What started out as an idea to share abundance has grown into an enterprise bigger than the three founders ever dared to hope, dream or imagine.
Monday, the trio will celebrate an anniversary as a milestone rather than a destination.
Harvest With a Heart began in Milford in 2008 with a simple idea. Nancy Haines and Ann Schlabach had been in a pumpkin patch during a preschool field trip the fall before and noticed all the picked over pumpkins rotting away in the field. The two got to talking, realizing that farmers and even backyard gardeners produce far more than they can eat themselves, and it would be great to find a way to share that abundance with others.
So the following summer, after recruiting Angel Hardy to the project – Schlabach said it didn’t take much convincing – the three ladies borrowed a space, gathered some locally grown produce, and opened up shop near Emeline and Main streets.
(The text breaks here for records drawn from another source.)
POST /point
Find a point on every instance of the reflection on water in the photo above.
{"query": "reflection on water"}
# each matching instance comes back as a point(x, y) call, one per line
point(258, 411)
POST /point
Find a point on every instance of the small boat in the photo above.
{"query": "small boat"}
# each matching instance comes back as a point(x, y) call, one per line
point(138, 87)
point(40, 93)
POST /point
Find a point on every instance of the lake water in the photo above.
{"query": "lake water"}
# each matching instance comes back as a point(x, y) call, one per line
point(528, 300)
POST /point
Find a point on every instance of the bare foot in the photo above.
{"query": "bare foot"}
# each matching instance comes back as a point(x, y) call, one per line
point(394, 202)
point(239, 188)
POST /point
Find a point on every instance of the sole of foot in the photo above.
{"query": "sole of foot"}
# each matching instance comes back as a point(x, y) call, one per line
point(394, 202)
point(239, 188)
People paid whatever they felt was fair for the produce, and could designate payment to go to one of several local not-for-profits.
“It just kind of took off,” Schlabach said.
By the third year, the trio received a grant from the K21 Health Foundation for a permanent home at the corner of Higbee (Ind. 15) and Emeline streets.
Heading into year 10, Schlabach said it’s not always been easy, and it would have been impossible without the combination of volunteers and faith.
“I remember when we had to decide whether or not to go 501(c)(3). And it was going to be a huge investment for us at the time; it was like $300 and we thought, ‘We’re dealing with quarters here, this is insane.’ And it was a 26-page application, and we had to go to a lawyer with all this extra stuff, and we were told, ‘They’ll probably kick it back, they never approve it the first time.’
“And we’re thinking, ‘Right now we’re just this little market. If it doesn’t work out we can just shut it down. But if we do this, then we’re going to see this through. This is going to be a part of our lives.’ And I remember having a real struggle with that. ‘Am I ready to take something like this on?’
Then I was listening to my pastor’s sermon and he was talking about the blind man who had to go to the pool of Siloam, and Jesus put the mud on his eyes and told him to go wash in the pool.
“It was like, ‘just trust me. Go in obedience.’ Jesus could have healed him right there, Sometimes you have to take the walk and trust, and then you get the blessing.
“And so we jumped, and we’re still here.”
In the seven years since moving into the current facility, the Milford Food Bank has moved into space there, and Harvest Coffee has opened near the corner of Catherine and Main streets. Schlabach said it’s all about connecting people, even in a small-town environment like Milford.
“Absorbing the food pantry was really a turning point,” said Maria Cousins, director of operations. “It allowed us to care for a whole different set of people.”
Schlabach said, “The food pantry is a different demographic than the market, which is a different demographic than the coffee house. So we’re trying to meet different groups where they are, and them bring them all together.
“I think it’s been going well. People who come to the pantry see the market and the fresh vegetables, and what we don’t sell we move over to the pantry. But they can afford some vegetables at the market, so it gets used.
“We try not to have a lot of waste here. We’ve even driven some excess to The Rose Home or Our Father’s House.”
Where once the three ladies wondered how long their enterprise would last, now it’s much more a matter of it being a permanent part of their lives. Each of the families, especially the kids, have spent a lot of time at Harvest.
“My kids lost their first teeth at Harvest, with cucumbers or corn or whatever they were biting into. Now they’re going into high school, and I don’t think my kids can remember a time when we weren’t at Harvest.”
Schlabach said the enterprise has resulted in strengthened faith for all involved.
“We have seen so many things happen that, especially in those first years when we didn’t have a dime to our names in terms of getting things set up, and there were so many little coincidences that we just started laughing about it,” she said.
“We’d have a thought like ‘We should have Christmas decorations to give away,’ and the next day there’d be a box of Christmas decorations and the donor would say they were cleaning out their attic and thought we’d want them. Or we’d think, “We need just one more refrigerator,” and someone would call and say “hey, I’ve got this fridge that’s avocado green, but it still works.’
“Another time we were running out of baskets, and baskets are kind of our thing. And someone pulls up with a truck, literally 30 minutes later, and said, “Hey, I saw these at a garage sale and bought all they had.’
“It got to the point where we’d laugh and say, ‘Boy, it’d be nice to have a bazillion dollars.’
“We were reminded of Paul in the Bible, who tells us ‘If you’re doing the Lord’s work, He’ll give you what you need to get the job done.’ And it’s been like that with Harvest from day one, right down to the baskets. At what point is it not a coincidence?”